TEMPO.CO, Jakarta - Ketua Mahkamah Konstitusi periode 2008-2013, Mahfud Md., membeberkan alasan mengapa Mahkamah Konstitusi membolehkan pencalonan seseorang melalui jalur independen dalam pemilihan kepala daerah.
Mahfud menjelaskan, jalur independen menjadi pintu lain, selain partai politik, bagi rakyat yang mempunyai aspirasi tapi tak memiliki tiket dari partai politik. "Ini pertimbangan-pertimbangan MK ketika membuka pintu untuk calon independen," katanya dalam diskusi publik bertajuk "Jalur Perseorangan: Penguatan Demokrasi atau Deparpolisasi" di Matraman, Jakarta, Rabu, 30 Maret 2016.
Menurut Mahfud, pintu jalur independen dibuka dengan merevisi Undang-Undang Nomor 32 Tahun 2004 tentang Pemerintah Daerah menjadi Undang-Undang Nomor 12 Tahun 2008. Mahfud menjelaskan, pertimbangan MK saat itu sama sekali tidak untuk melemahkan partai politik. "Tapi kemudian banyak parpol yang terpukul, di satu sisi ini bagus juga agar parpol introspeksi diri," ujarnya.

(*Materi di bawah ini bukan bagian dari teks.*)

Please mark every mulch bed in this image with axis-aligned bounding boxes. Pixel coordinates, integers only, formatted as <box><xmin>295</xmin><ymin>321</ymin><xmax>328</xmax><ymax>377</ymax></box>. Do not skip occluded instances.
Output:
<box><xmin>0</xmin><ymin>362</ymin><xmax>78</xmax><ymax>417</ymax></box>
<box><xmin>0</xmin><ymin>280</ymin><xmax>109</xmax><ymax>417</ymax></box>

Menurut Mahfud, MK memahami posisi parpol sebagai tiang demokrasi. "Daripada enggak ada parpol, mending ada parpol walaupun jelek," ucapnya.
Mahfud pun berharap perdebatan dan ketegangan antara parpol dan calon independen tak terjadi lagi. Dia menginginkan agar ke depan parpol dapat lebih sehat dan bersaing dengan calon independen secara adil.

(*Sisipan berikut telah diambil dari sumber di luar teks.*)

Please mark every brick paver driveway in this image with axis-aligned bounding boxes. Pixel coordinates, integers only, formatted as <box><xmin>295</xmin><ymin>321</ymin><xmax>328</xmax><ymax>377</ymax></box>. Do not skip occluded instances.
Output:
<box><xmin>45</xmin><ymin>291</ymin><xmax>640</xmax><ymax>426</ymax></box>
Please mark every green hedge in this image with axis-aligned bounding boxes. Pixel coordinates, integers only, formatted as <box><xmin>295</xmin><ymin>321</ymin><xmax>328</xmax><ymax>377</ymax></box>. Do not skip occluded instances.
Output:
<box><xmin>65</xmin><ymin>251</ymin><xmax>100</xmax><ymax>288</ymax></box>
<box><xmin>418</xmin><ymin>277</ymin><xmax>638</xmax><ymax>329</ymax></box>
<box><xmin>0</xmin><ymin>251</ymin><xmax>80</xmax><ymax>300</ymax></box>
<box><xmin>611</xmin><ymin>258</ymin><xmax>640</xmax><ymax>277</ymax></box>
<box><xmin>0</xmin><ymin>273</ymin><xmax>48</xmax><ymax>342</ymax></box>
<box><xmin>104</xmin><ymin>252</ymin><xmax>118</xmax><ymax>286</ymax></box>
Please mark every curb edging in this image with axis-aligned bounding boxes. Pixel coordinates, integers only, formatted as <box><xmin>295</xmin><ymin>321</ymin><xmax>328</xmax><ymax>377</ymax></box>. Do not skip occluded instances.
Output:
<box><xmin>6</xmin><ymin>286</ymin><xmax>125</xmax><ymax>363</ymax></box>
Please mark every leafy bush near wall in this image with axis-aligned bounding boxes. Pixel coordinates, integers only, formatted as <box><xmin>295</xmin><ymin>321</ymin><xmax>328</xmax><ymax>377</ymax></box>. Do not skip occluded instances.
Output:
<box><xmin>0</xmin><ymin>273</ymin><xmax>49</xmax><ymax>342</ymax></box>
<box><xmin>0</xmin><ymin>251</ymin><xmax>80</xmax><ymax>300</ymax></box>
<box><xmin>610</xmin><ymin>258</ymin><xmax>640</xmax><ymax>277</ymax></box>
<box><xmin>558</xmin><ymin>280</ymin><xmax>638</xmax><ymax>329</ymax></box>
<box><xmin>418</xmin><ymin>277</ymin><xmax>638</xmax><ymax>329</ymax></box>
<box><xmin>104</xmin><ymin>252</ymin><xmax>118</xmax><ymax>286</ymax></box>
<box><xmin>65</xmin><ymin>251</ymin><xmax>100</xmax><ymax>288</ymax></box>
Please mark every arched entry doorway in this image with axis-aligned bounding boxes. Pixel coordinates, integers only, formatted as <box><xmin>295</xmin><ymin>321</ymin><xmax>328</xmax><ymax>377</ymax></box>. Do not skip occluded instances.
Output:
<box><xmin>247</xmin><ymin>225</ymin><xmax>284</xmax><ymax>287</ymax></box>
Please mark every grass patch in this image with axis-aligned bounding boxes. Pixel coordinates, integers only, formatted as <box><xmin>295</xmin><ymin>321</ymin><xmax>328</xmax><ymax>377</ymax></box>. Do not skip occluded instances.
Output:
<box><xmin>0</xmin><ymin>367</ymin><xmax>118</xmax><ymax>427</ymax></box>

"Walaupun calon independen dibuka, tidak ada maksud membuat parpol tidak berdaya. Kami justru ingin memberdayakan semuanya, ikutkan saja di pilkada dan rakyat yang memilih," tutur Mahfud.
Belakangan muncul perdebatan mengenai jalur independen yang dianggap sebagai bentuk deparpolisasi. Perdebatan itu muncul menyikapi rencana majunya inkumben Gubernur DKI Jakarta Basuki Tjahaja Purnama alias Ahok dalam pemilihan kepala daerah 2017 melalui jalur independen.
Setelah tidak mendapat kepastian dukungan PDI Perjuangan, Ahok menggandeng Kepala Badan Pengelola Keuangan dan Aset Daerah DKI Jakarta Heru Budi Hartono sebagai pasangannya. Pencalonan Ahok melalui jalur independen dibantu relawan pendukungnya, Teman Ahok.